01-11-2019 10:10 PM
01-12-2019 09:58 AM
It is impossible to tell the material from the photos.
Reverse painting seems like a lot of effort for the effect. I men, you gotta stick your hand down in the vase with a brush and dab the dark color? then when its dry go over in the lighter color?
I would guess a ceramic, which may have been painted (after firing?) and then the decal slapped on, though it may be easier to put the decal on after firing.
I don't understand why you believe it's reverse painted? It could have a heavy clear glaze.
I'm unsure what you want to know? The bottom often helps us date a lamp, or tells who made it.
The brass looks like it could be older, or maybe intentionally aged.
On style alone I might guess late 1980s or 1990s because of the verdigris, which looks intentional.
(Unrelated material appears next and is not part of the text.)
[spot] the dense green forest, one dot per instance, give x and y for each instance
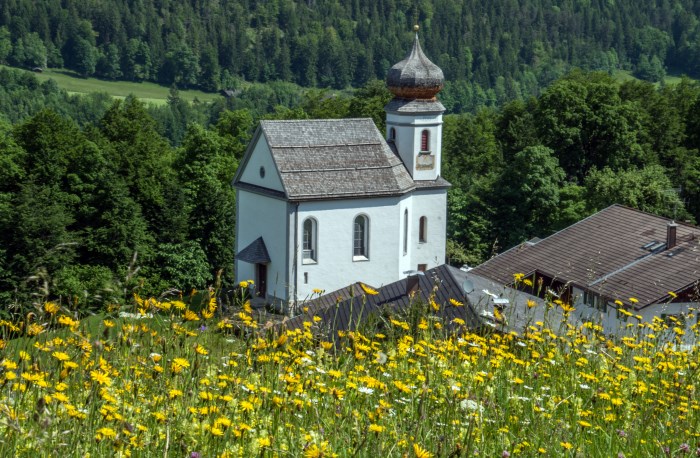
(100, 197)
(491, 51)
But I suppose it could be 1930s. idk.
01-12-2019 12:55 PM
01-12-2019 01:00 PM
Maybe the design was decoupaged onto the inside of a glass vase?
It doesn't appear to be handpainted to me, as reverse glass painting is.
I agree that it would be technically difficult to paint the inside of a glass item, although not impossible.
01-12-2019 01:10 PM
@lacemaker3 wrote:Maybe the design was decoupaged onto the inside of a glass vase?
I just can't tell from the photos. a CU of the edge of the Print and the pattering might help.
Okay. do you paint a print with brass/copper paint (hence verdigris). decoupage it onto the inside of the glass. pour some paint in, throw in a tennis ball or rag, roll it around to distribute the paint (unevenly) then spray paint inside.
I can't tell the possible technique (if it is in fact reverse painted), but it has a sponge/rag-roll look, like faux painting of the 1980s-1990s. someone could have used a long handle mop type brush on the inside building up layers, but I would expect there to be tell tale signs like an unevenness or blotches in the corners at the bottom, etc.
01-12-2019 01:21 PM
I looked a little closer and it does appear to be glass. The background looks "antiqued" which is hard to do in revers painting.
I suppose you could use a mop brush/rag brush and slap ivory paint on the inside, perhaps the ivory has small streaks of the brown. Then while the ivory is half dry, you go over it with a coco brown color and mop brush, this removes some ivory paint, smears brown with some of the ivory and fills in the gaps giving the illusion of antiquing.